Strategies for reducing false positives:
Tune rules to your environment: Default rulesets are designed for broad applicability, not your specific workloads. Customize rules to exclude known-good behaviors:
# Falco: Add exception for legitimate behavior
- list: known_shell_spawn_containers
items: [debug-tools, admin-container]
- macro: user_known_shell_spawn
condition: container.image.repository in (known_shell_spawn_containers)
Use graduated severity: Not every anomaly warrants immediate response. Configure severity levels that match your response capacity:
- Critical: Immediate automated response (container kill, network isolation)
- High: Alert to on-call with 15-minute response expectation
- Medium: Queue for analyst review during business hours
- Low: Log for trend analysis and baseline refinement
Establish learning periods: When deploying new applications or updating rules, run in learning mode before alerting:
# Falco: Log all alerts without action during learning
falco -o output.stdout.enabled=true -o output.alert.enabled=false
Leverage container context: Containers should behave predictably. Use image labels, namespace, and deployment metadata to apply appropriate rule sets:
# Different policies for different workloads
- rule: Shell in Production Container
condition: shell_procs and container and k8s.ns.name = "production"
priority: CRITICAL
- rule: Shell in Development Container
condition: shell_procs and container and k8s.ns.name = "development"
priority: INFO
Measure and iterate: Track false positive rates by rule. Rules generating many false positives with few true positives should be tuned or disabled. Rules generating true positives should be preserved and potentially tightened.

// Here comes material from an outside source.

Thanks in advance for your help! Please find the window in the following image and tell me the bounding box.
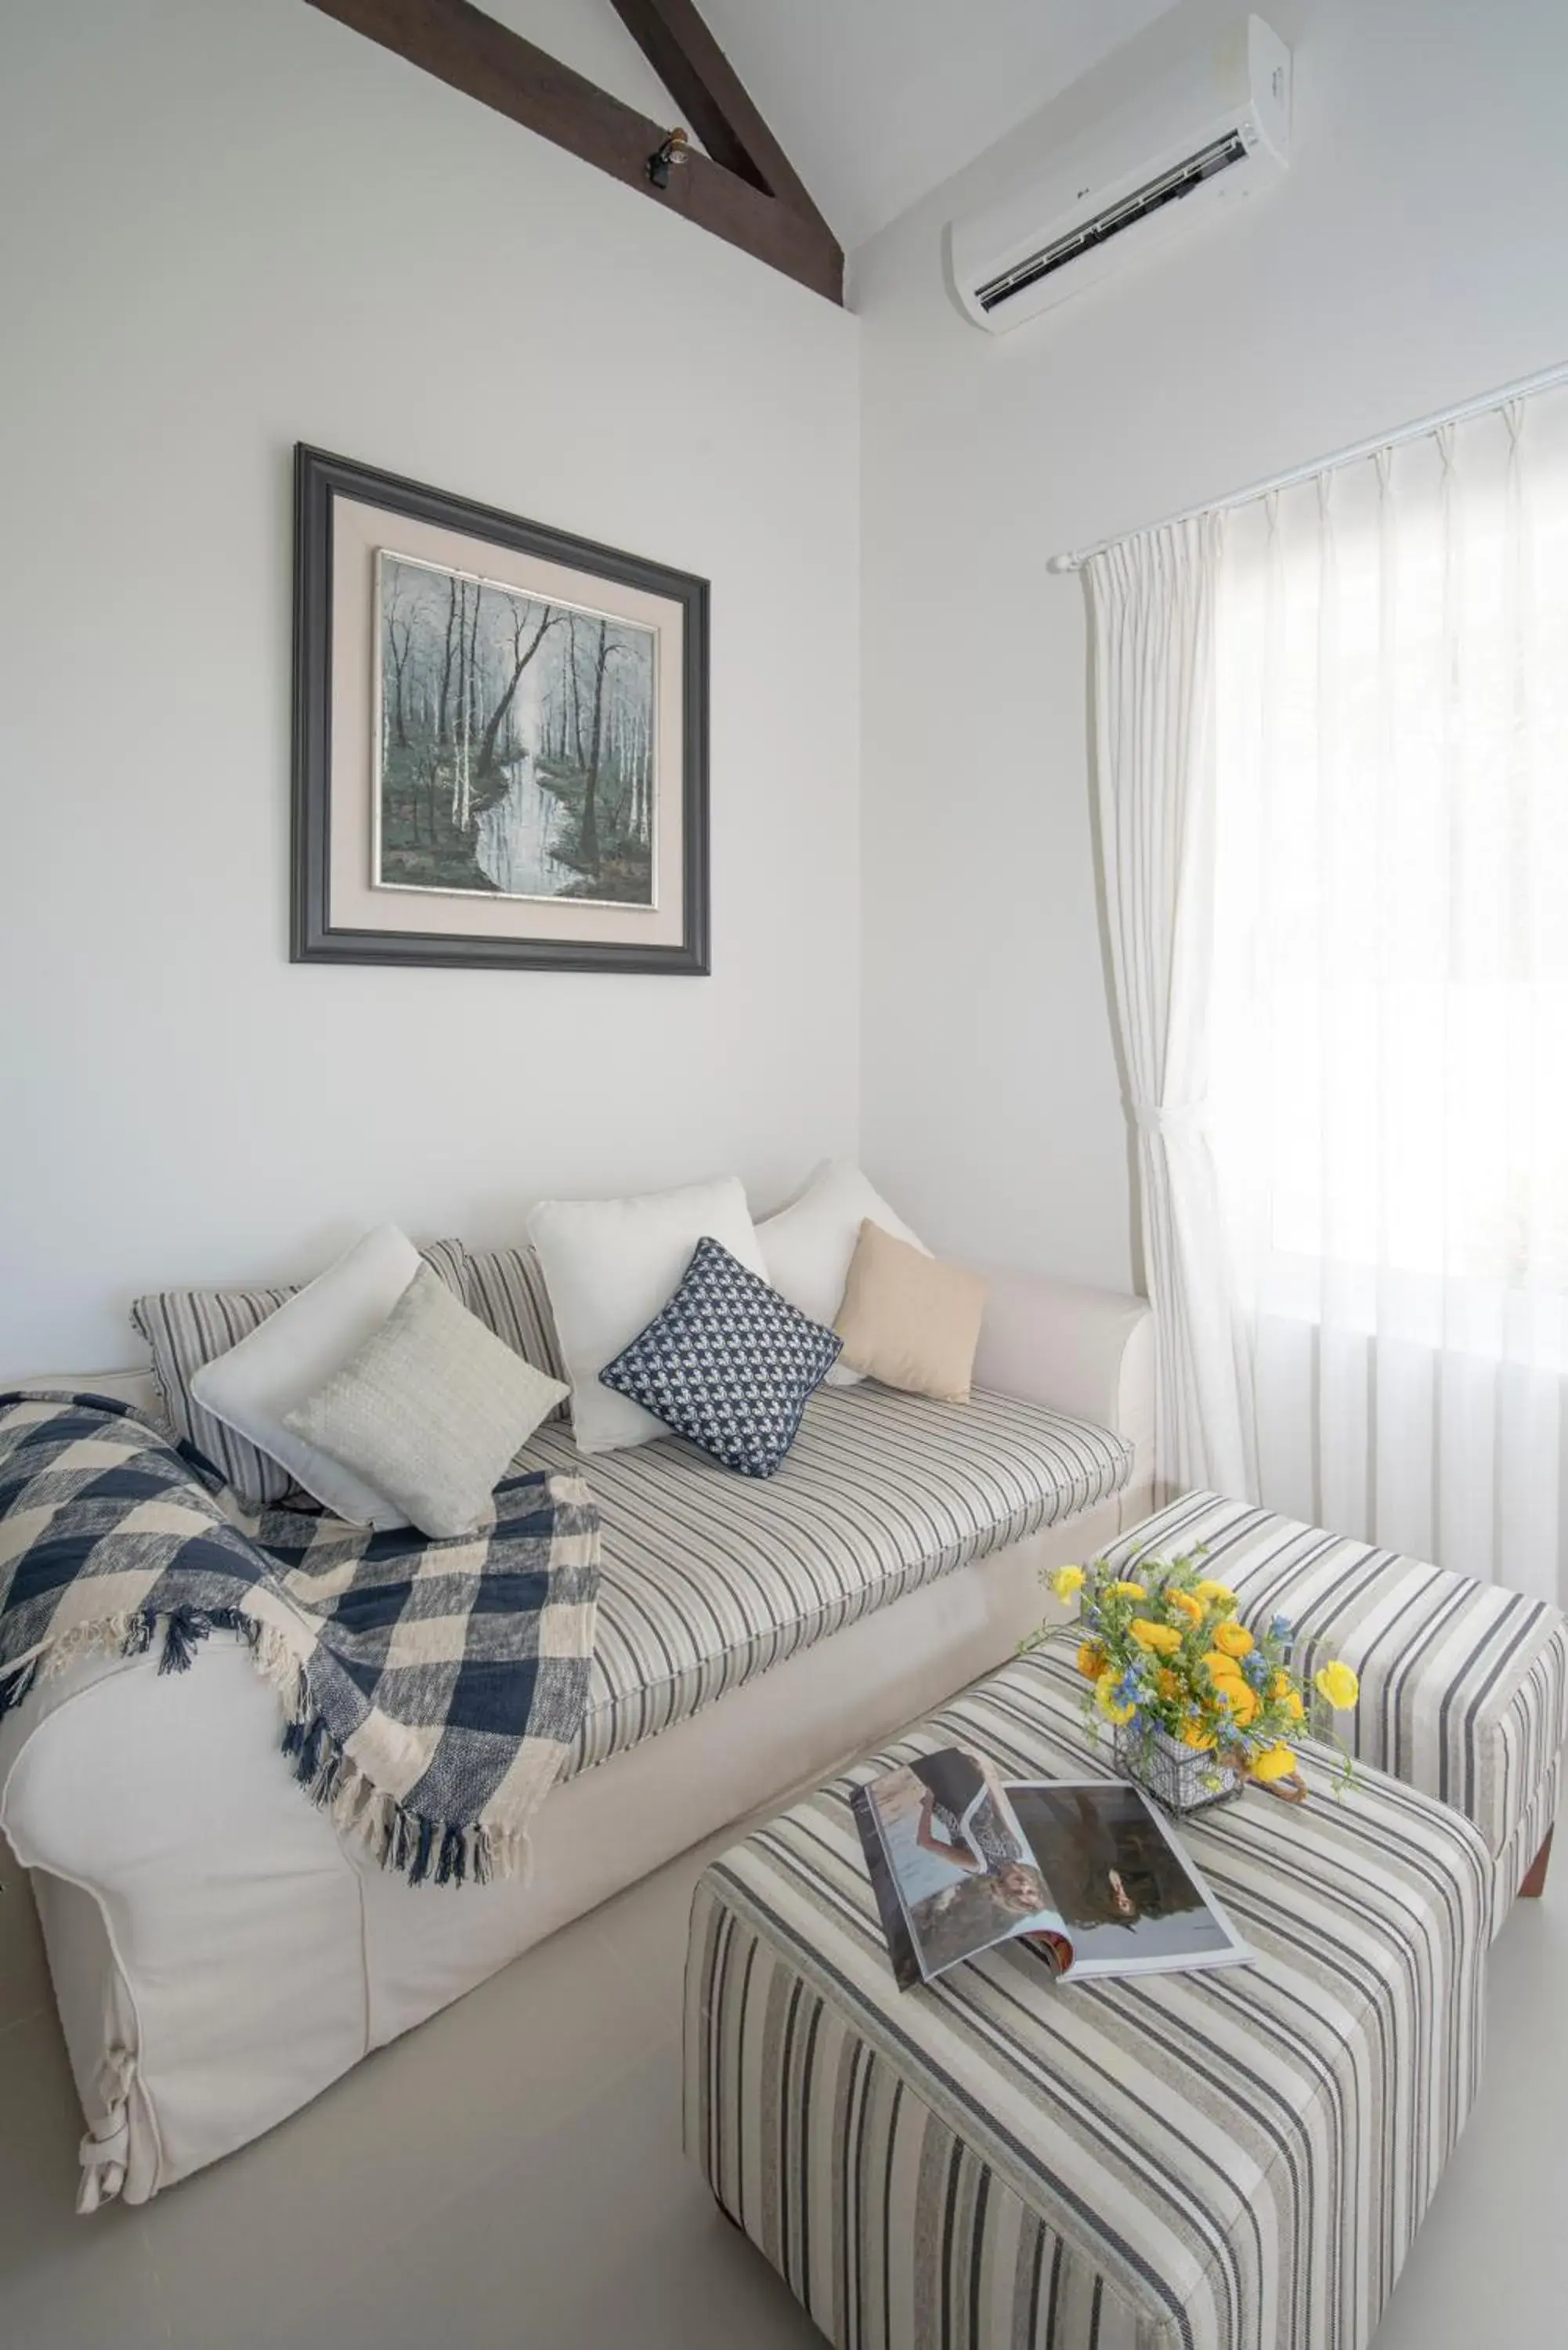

The goal is not zero false positives, but rather a false positive rate low enough that every alert gets investigated. Balance sensitivity with operational capacity to ensure alerts receive appropriate attention.
We recommend starting with a small, high-confidence rule set and expanding based on operational capacity. A team that can investigate ten alerts per day should not deploy rules that generate fifty. Runtime security is an ongoing operational commitment, not a deploy-and-forget capability.